PONTO DE VISTA DO BATISTA

Vontade política

Tirem o cavalo da chuva aposentados e pensionistas, que pensam ter conseguido virar o jogo a seu favor com a aprovação do aumento, na Câmara Federal, para os acima do piso salarial, além da extinção do chamado fator previdenciário. É preciso que se lembrem, estarmos em ano eleitoral, deputados dos dois níveis e senadores já mobilizados para a reeleição. E, para eles, não é momento de contrariar grande parcela do eleitorado, justamente a que já deu seu suor e sangue para a construção deste país e, nas camadas mais pobres, é a que garante a sobrevivência dos não inclusos na cadeia produtiva. Para não perder o voto, políticos vendem até a alma! O assunto ainda passa pelo Senado, mas mesmo que este acompanhe o voto da Câmara dos Deputados, pela frente ainda há o veto presidencial que, certamente, porá fim ao sonho, pressionado pela equipe econômica.

Quando do lado de fora do balcão governamental, todo político defende e apoia reivindicações populares, diferentemente do que faz ao passar para o lado de dentro. Na qualidade de sindicalista e candidato a presidente, por cinco vezes, o atual mandatário e seu partido defendiam os "beneficiários" do INSS, prometendo-lhes mundos e fundos, caso fossem eleitos. Por cansaço imposto ao eleitorado, acabou sendo eleito, mas no que toca à sorte dos desprotegidos, após trinta ou trinta e cincos de trabalho e contribuição, ele nada fez.

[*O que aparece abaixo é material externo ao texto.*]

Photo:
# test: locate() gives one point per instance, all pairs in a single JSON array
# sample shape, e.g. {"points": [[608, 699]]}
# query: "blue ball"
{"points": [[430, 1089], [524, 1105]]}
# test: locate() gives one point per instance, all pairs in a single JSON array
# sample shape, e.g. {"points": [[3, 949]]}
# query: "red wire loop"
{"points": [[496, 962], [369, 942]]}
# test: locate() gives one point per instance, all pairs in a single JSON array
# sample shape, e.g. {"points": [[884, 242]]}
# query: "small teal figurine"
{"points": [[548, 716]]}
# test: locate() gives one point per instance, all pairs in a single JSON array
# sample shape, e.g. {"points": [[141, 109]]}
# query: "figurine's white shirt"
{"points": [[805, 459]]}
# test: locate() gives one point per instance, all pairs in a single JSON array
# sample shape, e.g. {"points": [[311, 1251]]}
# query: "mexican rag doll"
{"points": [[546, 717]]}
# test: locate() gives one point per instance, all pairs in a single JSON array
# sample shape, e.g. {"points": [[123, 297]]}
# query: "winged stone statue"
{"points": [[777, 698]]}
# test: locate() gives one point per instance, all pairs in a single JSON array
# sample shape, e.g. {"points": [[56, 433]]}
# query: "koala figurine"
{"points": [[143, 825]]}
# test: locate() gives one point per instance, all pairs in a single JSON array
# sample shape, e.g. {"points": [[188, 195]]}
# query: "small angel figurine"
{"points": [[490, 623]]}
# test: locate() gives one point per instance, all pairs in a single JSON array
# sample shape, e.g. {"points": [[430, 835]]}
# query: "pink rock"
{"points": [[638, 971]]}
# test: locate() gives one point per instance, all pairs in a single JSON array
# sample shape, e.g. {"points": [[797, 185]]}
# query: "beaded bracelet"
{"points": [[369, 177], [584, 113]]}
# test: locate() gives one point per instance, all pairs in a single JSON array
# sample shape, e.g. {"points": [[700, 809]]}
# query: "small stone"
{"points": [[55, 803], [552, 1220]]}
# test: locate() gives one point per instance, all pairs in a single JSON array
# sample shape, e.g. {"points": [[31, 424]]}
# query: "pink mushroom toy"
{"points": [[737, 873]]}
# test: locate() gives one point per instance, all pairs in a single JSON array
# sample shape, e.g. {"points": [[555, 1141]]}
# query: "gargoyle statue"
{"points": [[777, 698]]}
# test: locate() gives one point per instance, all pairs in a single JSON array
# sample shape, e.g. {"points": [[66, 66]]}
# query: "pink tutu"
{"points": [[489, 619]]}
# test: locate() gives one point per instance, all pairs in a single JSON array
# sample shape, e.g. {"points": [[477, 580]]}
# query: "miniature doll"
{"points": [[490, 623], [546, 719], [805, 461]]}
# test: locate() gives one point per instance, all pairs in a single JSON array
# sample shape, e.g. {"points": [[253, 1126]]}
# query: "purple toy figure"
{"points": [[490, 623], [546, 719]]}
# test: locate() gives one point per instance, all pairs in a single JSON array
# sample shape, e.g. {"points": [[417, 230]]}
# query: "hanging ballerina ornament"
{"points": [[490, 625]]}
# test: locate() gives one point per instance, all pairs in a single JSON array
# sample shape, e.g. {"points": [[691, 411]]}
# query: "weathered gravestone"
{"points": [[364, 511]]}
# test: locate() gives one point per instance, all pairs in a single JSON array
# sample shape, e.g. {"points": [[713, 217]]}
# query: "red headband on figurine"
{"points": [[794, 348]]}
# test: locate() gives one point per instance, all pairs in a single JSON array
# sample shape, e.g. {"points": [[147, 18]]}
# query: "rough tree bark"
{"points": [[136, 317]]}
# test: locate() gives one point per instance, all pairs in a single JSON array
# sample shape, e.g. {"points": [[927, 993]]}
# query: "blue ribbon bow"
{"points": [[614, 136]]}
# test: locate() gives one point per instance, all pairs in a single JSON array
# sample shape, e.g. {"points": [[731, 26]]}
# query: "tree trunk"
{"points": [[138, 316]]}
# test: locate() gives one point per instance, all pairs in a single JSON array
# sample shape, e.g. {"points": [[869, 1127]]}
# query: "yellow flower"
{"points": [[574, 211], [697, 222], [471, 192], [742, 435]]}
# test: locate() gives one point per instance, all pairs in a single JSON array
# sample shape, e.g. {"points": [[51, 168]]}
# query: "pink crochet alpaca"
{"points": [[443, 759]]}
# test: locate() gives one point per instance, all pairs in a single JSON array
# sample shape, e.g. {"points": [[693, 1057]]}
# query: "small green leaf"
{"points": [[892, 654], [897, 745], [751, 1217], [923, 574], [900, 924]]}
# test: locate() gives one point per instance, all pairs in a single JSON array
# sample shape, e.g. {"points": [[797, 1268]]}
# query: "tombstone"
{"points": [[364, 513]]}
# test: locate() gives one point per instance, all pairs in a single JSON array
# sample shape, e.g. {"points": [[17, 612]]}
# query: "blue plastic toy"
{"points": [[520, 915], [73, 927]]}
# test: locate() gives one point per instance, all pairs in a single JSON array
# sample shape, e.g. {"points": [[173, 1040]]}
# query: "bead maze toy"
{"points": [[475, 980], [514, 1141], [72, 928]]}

Ao longo do tempo o governo meteu a mão nos cofres da Previdência para tapar rombos em outros setores, enquanto descuidava da fiscalização e arrecadação, que caiu também devido à sonegação desenfreada no meio empresarial, incluindo-se estatais e prefeituras. Empresas, grandes devedoras da Previdência, desapareceram e deram lugar a outras; golpe de mágica, para não dizer safadeza, para escapar ao ineficiente fisco previdenciário! Diante da primeira notícia sobre grande fraude contra o INSS, foi dito nesta coluna que se apertasse o cerco muita lama correria. E, de fato, golpes piores vieram à tona posteriormente, revelando um mundo bandido formado por escroques aliados, de dentro e de fora da Previdência. Até hoje não se sabe se algo foi feito para recuperar, ou se foram recuperados os recursos surrupiados do patrimônio do trabalhador brasileiro. Ao mesmo tempo, a política assistencial, ou simplesmente do agrado político-eleitoreiro, se imiscuiu na área previdenciária, concedendo-se aposentadorias em troca de menos da metade de contribuições exigidas do trabalhador formal, quando não a concessão pura e simples, sem a contrapartida contributiva. O governo fez gracinhas com chapéu alheio, ou seja, dos contribuintes e "beneficiários" do INSS.

Para compensar tudo isso, o trabalhador perdeu o direito ao abono permanência (pé na cova) ao atingir trinta anos de contribuição; na hora de se aposentar, passou a ter o redutor de "benefício", chamado fator previdenciário; o aposentado na ativa perdeu o pecúlio formado por suas contribuições e passou a sofrer achatamento do seu "benefício". Aposentado ainda trabalhador formal é penalizado duas vezes: tem reduzido seu "benefício" e contribui para a Previdência, a fundo perdido, sem qualquer retorno. E quando o "benefício" cai no piso salarial, daí não mais levanta. Mais ainda o aposentado, à medida que avança em idade, é forçado ao trabalho.

Isso é triste, injusto e desumano, mas ainda não é o pior. Sim, ainda não é o pior, porque há trabalhadores comprovadamente doentes, muitos a padecer de males adquiridos por força do trabalho, afastados por recomendação médica, mas não reconhecida sua situação pela perícia do INSS; trabalhadores incapacitados para o exercício do ofício ou profissão, por sofrerem mutilação de membro superior ou inferior, também são liberados para o mesmo trabalho, quando o ideal seria sua adequação e treinamento em outra função, havendo condições para isso. E não se vislumbra situação melhor para os que dependem, ou dependerão, da Previdência Social na velhice.

Entretanto, havendo vontade política, solução pode ser encontrada a médio e longo prazo. Discute-se, acaloradamente, a distribuição dos royalties do petróleo da camada pé-sal, estados e municípios produtores de um lado, agarrados ao osso; não produtores, do outro lado, ansiosos por uma lasquinha; e a União montada na parte do leão. Para cobrir o alegado rombo da Previdência, bastaria que, mediante lei, parte dos royalties do pré-sal, que caberia à União, fosse repassada para a Previdência Social. Bastaria vontade política!